The issue of racial prejudice came before the Supreme Court this week in the case of a Texas death row inmate whose trial was marred by testimony that Black men are more dangerous than other ethnicities.
This undated photo provided by the Texas Department of Criminal Justice shows death row inmate Duane Buck. Nearly two decades after a Texas jury sent Buck to death row for killing two people, including his ex-girlfriend, the U.S. Supreme Court is being asked to look for a third time at whether the his sentence improperly was tainted by testimony and evidence referring to his black race. (Texas Department of Criminal Justice via AP)
Duane Buck was convicted of murder after killing his former girlfriend and one of her friends while her children watched. Texas law allows death sentences only if prosecutors can show the defendant poses a future danger to society.
While the initial jury in Buck’s case had little trouble convicting him, according to NPR, it was less clear whether he deserved the death penalty. Throughout the trial’s sentencing phase, psychologist Walter Quijano testified that race was one of the factors associated with future dangerousness.
“It’s sad commentary that minorities, Hispanics and Black people, are over represented in the criminal justice system,” Dr. Quijano testified.
A prosecutor then asked, “The race factor, Black, increases the future dangerousness for various complicated reason, is that correct?” Dr. Quijano answered, “Yes.”
A year ago, the United States Court of Appeals for the Fifth Circuit rejected an appeal by Buck for the court to consider the question of race in his case. Buck then appealed to the Supreme Court.
The Supreme Court accepted the Buck case appeal, and arguments on the case were heard on Oct. 5. Experts, including both liberal and conservative onlookers, expect the justices to side with Buck. A decision is expected by late June, according to NBC News.

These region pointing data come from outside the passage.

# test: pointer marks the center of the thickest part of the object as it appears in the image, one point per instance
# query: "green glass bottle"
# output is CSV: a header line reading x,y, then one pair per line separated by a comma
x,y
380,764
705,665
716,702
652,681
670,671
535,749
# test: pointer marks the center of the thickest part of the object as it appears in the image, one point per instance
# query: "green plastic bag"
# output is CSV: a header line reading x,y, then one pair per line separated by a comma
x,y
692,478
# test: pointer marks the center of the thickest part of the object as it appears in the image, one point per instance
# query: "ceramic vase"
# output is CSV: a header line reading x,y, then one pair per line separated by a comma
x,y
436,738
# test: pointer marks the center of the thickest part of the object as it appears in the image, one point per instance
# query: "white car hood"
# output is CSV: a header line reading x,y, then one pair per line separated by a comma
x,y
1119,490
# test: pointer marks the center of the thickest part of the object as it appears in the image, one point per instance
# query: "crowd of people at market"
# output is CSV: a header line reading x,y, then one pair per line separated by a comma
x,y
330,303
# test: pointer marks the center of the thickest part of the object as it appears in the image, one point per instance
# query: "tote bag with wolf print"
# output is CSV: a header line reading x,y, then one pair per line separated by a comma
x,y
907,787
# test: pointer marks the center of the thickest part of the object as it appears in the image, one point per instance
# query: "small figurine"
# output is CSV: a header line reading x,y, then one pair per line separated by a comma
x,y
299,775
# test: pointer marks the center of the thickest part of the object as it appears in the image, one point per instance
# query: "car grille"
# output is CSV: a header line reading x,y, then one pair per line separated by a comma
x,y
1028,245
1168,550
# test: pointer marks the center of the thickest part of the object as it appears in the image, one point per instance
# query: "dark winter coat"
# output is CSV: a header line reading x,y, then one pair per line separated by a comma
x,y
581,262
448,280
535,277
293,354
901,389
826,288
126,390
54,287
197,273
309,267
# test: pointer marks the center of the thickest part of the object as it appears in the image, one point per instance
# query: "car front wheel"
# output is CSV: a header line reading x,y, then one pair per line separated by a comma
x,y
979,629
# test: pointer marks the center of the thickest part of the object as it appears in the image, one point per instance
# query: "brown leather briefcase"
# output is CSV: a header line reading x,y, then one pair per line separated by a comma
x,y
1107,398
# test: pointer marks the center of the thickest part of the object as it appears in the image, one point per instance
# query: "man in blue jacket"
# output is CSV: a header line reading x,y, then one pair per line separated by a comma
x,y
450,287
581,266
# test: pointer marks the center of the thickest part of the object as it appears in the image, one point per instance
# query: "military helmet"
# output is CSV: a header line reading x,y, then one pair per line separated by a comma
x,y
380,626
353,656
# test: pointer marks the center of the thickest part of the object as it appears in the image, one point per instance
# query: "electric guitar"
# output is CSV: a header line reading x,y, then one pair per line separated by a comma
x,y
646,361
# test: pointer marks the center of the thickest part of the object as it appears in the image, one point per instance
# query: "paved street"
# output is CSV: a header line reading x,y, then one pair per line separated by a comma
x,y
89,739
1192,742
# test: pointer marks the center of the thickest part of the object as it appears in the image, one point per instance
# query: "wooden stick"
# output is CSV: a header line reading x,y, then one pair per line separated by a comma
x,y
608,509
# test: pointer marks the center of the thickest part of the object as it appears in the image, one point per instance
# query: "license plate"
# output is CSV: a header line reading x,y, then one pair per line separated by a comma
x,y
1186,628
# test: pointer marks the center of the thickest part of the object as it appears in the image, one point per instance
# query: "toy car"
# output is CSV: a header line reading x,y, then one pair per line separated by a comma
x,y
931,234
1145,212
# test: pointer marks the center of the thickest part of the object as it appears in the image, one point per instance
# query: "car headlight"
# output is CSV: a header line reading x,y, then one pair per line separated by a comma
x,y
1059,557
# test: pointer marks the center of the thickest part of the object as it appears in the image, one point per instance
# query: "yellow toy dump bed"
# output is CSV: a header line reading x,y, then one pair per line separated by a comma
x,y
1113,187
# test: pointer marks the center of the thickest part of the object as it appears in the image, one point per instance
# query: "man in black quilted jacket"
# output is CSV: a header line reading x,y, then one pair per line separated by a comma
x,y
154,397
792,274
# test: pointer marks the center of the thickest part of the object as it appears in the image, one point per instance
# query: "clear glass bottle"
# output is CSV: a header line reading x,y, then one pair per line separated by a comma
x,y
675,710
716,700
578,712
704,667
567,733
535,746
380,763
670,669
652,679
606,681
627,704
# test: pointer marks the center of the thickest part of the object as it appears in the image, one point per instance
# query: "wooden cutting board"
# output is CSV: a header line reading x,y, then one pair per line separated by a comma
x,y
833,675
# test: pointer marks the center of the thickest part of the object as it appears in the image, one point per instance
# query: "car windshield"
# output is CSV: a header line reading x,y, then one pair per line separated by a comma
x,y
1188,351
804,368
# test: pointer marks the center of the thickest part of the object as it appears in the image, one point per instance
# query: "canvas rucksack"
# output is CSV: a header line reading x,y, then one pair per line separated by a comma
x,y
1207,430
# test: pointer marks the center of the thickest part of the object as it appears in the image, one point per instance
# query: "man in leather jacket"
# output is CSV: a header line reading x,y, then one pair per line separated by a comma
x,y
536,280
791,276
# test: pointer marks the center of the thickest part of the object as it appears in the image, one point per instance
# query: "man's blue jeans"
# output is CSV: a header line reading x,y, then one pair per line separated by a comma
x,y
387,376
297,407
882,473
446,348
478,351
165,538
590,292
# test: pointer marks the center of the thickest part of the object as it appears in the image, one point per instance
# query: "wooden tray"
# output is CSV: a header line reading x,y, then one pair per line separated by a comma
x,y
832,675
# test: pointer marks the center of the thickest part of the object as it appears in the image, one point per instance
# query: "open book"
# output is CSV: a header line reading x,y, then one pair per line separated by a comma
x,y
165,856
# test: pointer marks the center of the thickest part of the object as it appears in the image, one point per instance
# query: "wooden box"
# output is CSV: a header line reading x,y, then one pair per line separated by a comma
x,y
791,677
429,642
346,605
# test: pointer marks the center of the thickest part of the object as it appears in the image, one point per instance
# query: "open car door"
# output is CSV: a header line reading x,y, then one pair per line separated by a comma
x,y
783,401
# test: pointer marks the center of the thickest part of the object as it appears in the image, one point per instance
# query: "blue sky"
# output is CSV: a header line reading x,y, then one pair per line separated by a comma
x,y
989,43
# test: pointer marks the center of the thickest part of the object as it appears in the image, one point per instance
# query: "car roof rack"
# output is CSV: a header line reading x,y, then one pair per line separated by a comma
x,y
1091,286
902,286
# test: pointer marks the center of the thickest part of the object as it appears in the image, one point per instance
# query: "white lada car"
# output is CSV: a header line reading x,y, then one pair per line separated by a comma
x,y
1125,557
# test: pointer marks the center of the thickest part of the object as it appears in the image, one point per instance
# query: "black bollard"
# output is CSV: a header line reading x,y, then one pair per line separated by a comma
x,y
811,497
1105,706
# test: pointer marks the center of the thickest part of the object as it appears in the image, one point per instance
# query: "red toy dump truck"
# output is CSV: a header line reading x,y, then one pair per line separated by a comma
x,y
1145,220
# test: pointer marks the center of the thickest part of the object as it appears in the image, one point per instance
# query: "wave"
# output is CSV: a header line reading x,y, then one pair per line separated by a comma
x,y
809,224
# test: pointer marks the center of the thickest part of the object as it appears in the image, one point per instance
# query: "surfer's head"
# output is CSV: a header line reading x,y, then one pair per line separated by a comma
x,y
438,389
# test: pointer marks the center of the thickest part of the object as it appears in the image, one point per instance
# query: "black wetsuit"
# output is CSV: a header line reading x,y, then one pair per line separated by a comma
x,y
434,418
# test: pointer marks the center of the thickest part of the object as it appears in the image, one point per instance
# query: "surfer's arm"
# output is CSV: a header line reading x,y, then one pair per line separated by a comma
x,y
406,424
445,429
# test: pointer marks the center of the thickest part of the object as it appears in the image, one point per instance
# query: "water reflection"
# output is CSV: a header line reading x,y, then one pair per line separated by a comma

“What occurred at the penalty phase is indefensible,” one of the conservative justices on the court, Justice Samuel Alito said according to CBS News, which also noted that Justice Clarence Thomas did not ask any questions, per his standard practice.
Christina A. Swarns, a lawyer for Buck, advocated that the court not to lose sight of what had happened to her client.
“This expert’s evidence not only prejudiced Mr. Buck at sentencing, Swarns said. “It also put the very integrity of the courts in jeopardy.”